Admissions forcées : le secteur sous pression

05/11/18 à 10:52 - Mise à jour à 10:51

La Plate-forme de concertation pour la santé mentale en Région de Bruxelles-Capitale (PFCSM) tire la sonnette d'alarme. Les quatre services bruxellois qui traitent les enregistrements forcés ont dû traiter trop de cas difficiles ces dernières semaines. Un groupe de travail réunissant les différentes parties concernées demande des consultations avec le gouvernement afin de renforcer le système.

Admissions forcées : le secteur sous pression

© PHOTOPQR/LA PROVENCE

Sur les 6.000 admissions forcées qui ont lieu chaque année en Belgique, 1.000 à 1.300 ont lieu à Bruxelles. Quatre centres s'occupent de ces cas : CHU Brugmann, Hôpital Erasme, Clinique Fond'Roy et CH Titeca. Non seulement ils sont confrontés à un trop grand nombre de cas, mais ils ont souvent affaire à des patients difficiles, agités et agressifs dans l'exercice de leurs fonctions.

Mesures urgentes

Un groupe de travail de la Plate-forme consultative sur les admissions forcées, représentant le pouvoir judiciaire, les services d'urgence et les structures d'accueil reconnues, demande à présent des mesures urgentes.

Au fil des ans, le nombre d'admissions forcées n'a cessé d'augmenter. Au cours des trois dernières années, le Groupe de travail de la Plate-forme consultative a réussi à stabiliser la situation grâce à un triage plus rapide et plus efficace, au respect des critères légaux d'admission forcée et via une coopération respectueuse.

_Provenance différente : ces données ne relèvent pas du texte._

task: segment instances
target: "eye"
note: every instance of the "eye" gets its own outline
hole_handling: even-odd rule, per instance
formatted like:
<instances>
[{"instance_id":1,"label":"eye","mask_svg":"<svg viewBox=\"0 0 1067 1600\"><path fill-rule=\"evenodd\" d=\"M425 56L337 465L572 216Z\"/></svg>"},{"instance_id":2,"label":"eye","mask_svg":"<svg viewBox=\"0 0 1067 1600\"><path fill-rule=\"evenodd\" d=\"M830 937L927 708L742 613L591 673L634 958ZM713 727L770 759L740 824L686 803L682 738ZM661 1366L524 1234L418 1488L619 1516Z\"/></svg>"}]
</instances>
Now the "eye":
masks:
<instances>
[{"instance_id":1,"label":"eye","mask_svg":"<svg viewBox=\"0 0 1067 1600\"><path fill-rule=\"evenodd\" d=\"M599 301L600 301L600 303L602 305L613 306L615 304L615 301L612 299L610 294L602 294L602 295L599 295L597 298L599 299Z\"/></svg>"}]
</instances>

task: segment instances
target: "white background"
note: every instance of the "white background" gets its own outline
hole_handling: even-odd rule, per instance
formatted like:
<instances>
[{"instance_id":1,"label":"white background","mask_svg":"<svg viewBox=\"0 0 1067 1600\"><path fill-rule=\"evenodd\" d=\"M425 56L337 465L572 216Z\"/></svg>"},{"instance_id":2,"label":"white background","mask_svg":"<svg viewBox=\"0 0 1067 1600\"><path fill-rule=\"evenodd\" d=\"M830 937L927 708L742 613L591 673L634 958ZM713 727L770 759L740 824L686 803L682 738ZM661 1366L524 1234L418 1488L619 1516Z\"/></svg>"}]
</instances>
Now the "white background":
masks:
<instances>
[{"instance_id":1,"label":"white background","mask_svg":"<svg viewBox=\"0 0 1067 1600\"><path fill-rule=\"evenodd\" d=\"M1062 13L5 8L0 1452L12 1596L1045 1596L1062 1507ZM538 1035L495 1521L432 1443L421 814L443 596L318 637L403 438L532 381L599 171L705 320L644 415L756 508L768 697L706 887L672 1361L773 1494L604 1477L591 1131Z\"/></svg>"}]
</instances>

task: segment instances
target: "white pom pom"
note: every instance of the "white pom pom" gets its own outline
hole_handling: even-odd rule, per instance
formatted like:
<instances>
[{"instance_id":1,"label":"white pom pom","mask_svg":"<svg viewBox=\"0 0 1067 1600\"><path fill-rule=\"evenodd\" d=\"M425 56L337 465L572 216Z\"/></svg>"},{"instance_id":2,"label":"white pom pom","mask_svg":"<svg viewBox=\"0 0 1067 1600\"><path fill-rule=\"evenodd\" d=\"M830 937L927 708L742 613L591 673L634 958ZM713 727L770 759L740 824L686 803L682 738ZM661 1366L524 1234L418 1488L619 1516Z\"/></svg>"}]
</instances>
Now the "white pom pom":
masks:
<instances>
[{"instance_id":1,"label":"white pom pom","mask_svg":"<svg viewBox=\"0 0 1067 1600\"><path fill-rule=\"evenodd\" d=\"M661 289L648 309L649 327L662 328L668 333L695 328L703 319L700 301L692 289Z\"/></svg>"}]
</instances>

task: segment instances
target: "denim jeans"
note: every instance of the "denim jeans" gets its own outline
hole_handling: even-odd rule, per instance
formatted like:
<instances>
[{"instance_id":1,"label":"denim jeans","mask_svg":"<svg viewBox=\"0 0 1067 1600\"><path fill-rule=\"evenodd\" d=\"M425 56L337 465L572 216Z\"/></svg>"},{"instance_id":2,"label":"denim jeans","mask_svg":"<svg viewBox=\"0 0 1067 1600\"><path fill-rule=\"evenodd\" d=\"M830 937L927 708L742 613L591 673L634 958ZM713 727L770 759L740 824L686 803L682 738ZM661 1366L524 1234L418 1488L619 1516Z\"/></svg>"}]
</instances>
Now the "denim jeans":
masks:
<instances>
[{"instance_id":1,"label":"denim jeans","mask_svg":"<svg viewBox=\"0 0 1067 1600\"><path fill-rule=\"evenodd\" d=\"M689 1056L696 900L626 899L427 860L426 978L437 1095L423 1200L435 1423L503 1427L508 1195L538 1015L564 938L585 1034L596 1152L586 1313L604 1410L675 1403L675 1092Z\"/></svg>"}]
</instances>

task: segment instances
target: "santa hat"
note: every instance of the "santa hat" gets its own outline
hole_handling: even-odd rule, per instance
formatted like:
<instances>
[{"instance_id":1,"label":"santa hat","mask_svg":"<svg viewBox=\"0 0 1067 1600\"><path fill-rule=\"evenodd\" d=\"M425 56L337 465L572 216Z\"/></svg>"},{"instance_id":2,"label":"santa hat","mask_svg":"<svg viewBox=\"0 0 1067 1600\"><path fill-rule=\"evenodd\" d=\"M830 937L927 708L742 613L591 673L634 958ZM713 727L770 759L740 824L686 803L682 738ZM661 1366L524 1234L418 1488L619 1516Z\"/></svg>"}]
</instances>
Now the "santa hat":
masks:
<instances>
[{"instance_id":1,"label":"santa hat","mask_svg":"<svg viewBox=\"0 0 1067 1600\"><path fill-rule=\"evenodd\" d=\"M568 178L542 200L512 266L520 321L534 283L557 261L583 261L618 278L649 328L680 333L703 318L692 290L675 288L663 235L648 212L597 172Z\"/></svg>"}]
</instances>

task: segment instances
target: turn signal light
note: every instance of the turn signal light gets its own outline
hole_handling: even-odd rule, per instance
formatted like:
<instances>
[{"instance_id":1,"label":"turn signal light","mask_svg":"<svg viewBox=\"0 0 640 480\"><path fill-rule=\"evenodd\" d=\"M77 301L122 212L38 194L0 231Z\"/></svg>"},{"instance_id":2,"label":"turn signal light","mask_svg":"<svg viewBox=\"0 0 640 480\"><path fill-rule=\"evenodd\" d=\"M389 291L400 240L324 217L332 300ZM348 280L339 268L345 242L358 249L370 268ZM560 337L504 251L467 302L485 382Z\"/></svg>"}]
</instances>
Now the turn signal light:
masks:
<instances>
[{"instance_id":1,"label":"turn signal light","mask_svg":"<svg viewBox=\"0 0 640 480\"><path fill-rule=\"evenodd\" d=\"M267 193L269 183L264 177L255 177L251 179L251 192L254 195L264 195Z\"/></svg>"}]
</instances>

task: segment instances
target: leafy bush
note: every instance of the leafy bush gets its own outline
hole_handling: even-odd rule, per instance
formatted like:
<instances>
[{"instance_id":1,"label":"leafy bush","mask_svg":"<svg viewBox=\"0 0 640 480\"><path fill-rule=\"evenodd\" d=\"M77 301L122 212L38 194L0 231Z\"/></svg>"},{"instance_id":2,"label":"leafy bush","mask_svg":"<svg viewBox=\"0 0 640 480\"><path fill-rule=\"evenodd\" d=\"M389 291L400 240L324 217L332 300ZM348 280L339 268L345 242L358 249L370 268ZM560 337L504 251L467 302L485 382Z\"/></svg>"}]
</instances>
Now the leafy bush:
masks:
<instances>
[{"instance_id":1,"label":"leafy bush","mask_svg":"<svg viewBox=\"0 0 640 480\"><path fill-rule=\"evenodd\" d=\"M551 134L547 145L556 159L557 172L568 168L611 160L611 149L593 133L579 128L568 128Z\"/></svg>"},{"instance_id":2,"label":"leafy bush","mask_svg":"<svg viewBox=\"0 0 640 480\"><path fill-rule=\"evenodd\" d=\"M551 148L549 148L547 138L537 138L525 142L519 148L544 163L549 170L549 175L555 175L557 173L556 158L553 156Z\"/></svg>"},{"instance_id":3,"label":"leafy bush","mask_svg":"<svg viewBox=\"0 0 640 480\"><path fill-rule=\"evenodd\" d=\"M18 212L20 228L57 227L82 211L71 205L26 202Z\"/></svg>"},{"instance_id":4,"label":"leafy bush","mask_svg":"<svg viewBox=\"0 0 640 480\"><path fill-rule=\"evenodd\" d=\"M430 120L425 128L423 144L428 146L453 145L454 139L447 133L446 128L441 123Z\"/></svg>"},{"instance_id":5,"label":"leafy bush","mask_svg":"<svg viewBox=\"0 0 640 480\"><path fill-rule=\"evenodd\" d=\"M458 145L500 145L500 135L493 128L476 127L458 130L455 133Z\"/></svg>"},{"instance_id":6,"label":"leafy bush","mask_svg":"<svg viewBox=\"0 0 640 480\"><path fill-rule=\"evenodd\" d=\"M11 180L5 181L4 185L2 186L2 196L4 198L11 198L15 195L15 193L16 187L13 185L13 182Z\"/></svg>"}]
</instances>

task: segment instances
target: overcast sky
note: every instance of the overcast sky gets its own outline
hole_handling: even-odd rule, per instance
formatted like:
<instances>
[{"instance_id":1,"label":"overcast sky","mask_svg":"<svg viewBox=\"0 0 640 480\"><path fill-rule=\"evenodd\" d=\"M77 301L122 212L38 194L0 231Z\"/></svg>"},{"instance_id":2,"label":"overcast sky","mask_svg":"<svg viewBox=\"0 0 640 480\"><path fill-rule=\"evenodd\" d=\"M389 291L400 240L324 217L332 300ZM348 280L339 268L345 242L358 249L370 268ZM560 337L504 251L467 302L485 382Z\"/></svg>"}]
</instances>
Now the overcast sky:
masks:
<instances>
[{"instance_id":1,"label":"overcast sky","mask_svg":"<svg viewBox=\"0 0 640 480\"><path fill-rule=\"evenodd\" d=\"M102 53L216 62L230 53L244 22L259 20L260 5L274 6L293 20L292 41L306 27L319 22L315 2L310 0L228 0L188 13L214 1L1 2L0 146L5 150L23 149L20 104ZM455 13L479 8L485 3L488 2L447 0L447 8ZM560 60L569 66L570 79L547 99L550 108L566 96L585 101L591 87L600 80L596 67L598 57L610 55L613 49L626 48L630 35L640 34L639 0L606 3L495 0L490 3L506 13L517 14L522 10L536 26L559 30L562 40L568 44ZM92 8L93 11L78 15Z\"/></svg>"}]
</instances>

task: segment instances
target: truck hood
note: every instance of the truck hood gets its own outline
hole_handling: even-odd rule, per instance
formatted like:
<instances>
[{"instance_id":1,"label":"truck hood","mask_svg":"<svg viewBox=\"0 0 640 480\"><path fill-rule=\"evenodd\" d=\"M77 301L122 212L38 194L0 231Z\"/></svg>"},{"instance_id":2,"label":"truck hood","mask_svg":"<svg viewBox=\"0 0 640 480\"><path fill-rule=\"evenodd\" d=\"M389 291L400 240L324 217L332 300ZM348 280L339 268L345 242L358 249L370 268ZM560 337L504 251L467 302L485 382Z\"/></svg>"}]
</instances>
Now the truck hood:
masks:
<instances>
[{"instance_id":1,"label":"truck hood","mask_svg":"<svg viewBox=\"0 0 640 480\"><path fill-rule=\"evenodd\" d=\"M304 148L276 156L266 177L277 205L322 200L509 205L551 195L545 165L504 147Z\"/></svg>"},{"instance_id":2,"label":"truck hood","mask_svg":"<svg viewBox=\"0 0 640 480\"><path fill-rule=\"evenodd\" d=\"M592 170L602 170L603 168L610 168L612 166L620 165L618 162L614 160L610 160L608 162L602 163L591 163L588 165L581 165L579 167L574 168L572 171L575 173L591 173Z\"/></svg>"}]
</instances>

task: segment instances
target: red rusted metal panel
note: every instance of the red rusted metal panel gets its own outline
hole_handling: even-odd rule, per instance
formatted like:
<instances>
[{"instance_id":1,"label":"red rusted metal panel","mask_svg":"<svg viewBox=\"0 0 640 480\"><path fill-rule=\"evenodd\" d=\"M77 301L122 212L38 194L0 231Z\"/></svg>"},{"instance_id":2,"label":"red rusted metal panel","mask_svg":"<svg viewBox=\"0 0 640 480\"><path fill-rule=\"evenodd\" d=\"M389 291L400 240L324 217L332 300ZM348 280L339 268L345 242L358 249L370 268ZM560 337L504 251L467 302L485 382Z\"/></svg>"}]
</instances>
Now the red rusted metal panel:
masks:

Mais le contexte des admissions forcées est devenu de plus en plus complexe : pauvreté en hausse, plus de comorbidité et plus d'agressivité. Les structures d'accueil sont devenues plus petites et l'accès plus difficile. Les cas d'admission forcée sont aujourd'hui surreprésentés dans les urgences et dans les structures d'accueil reconnues. Il est urgent de trouver une solution.

Trajets de soins

La Plate-forme de consultation estime qu'il devrait y avoir un trajet de soins spécial pour les admissions forcées, et que cela devrait renforcer les structures impliquées avant, pendant et après l'admission.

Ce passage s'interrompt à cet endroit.